We here in the United States really don’t pay much attention to other parts of the world if it doesn’t concern us. I mean can you name the leader of China? Of India? Those are the biggest countries in the world! C’mon now. OK, let’s try these countries: can you at least name the PM of the UK or Canada? Wait, those are our best friends globally and you don’t know them either? Ugh. I bet those countries know who our leader is.
Well, don’t feel too bad, it’s not like the US media ever pays attention to the global scope of things. Hey, we can a candidate for president who can’t name those world leaders.
This sort of arrogance is somewhat seen with our knowledge of other country’s politics, but it is really illustrated through our sports.
Our sports here evolved in a similar way animals evolved in Australia; somewhat recognizable but on closer inspection are really different. Baseball: Emu :: Bat sports: other flightless birds. Basketball: Koala :: ball sports with a goal: other bears. Football: Platypus :: …… ugh I got nothing, not even Rugby. That in itself is ok, I mean I can argue with anyone why football is structurally the greatest game ever invented bar none. But when our myopic focus leaves us ignorant to true greatness, then it is a problem.
If all you did was watch US media coverage of the Olympics, you would think swimming was an international sport of the highest importance.

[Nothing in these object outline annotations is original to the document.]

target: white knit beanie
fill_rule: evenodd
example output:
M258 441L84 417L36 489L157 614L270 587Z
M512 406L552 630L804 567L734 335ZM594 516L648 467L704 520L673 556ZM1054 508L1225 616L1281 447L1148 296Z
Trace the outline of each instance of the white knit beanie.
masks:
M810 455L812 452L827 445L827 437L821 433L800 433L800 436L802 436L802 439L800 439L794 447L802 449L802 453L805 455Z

You would think Michael Phelps was a world icon and we are the global envy due to our excellence in the sport. But here is the reality; only a few countries even partake in swimming. Only seven countries received 6 or more medals in swimming: USA, Australia, Hungary, Japan, UK, China, and Canada. Only seven? Swimming is the ultimate participation trophy; I even got a bronze for watching the 400m medley. Swimming is far from an international event, yet the US media will tell you otherwise. It simply is a rich country’s sport where you need means (like a pool) to even field a team. If America was pedestrian in this event, there would be zero coverage.
However, yesterday two things happened that the world actually did care about…. the 400m and the 100m.
Know who Wayde van Niekerk is? If not, learn the name because he ran what would quite possibly the greatest race ever: 43.03sec in the 400m, ripping the WR of Michael Johnson by .17 sec.
Usain Bolt, the true face of the Olympics, won his 3rd straight 100m gold in an epic race where he had to come from behind and win.
Yet despite these amazing races, NBC covered it as if it was an afterthought. Sure there is some attention on Bolt and his excellence, but not enough. I mean what is more aesthetically pleasing, watching the strides of Usain Bolt or the splish-splashes of swimmers where the tallest guy usually wins? Obviously the worlds fastest man is far more interesting yet NBC will quickly move on from this for one simple reason: they are not American.
This Olympic coverage is a microcosm of how self centered we are as a nation. I guess it doesn’t matter too much that Ryan Lochte is a bigger name than Wayde van Niekerk in the grand scheme of things. But it would be really nice if our media shows a greater appreciation to the true greats of the Olympics, and maybe as some weird side-effect this would help give us as viewers a bigger and truer vision of the world.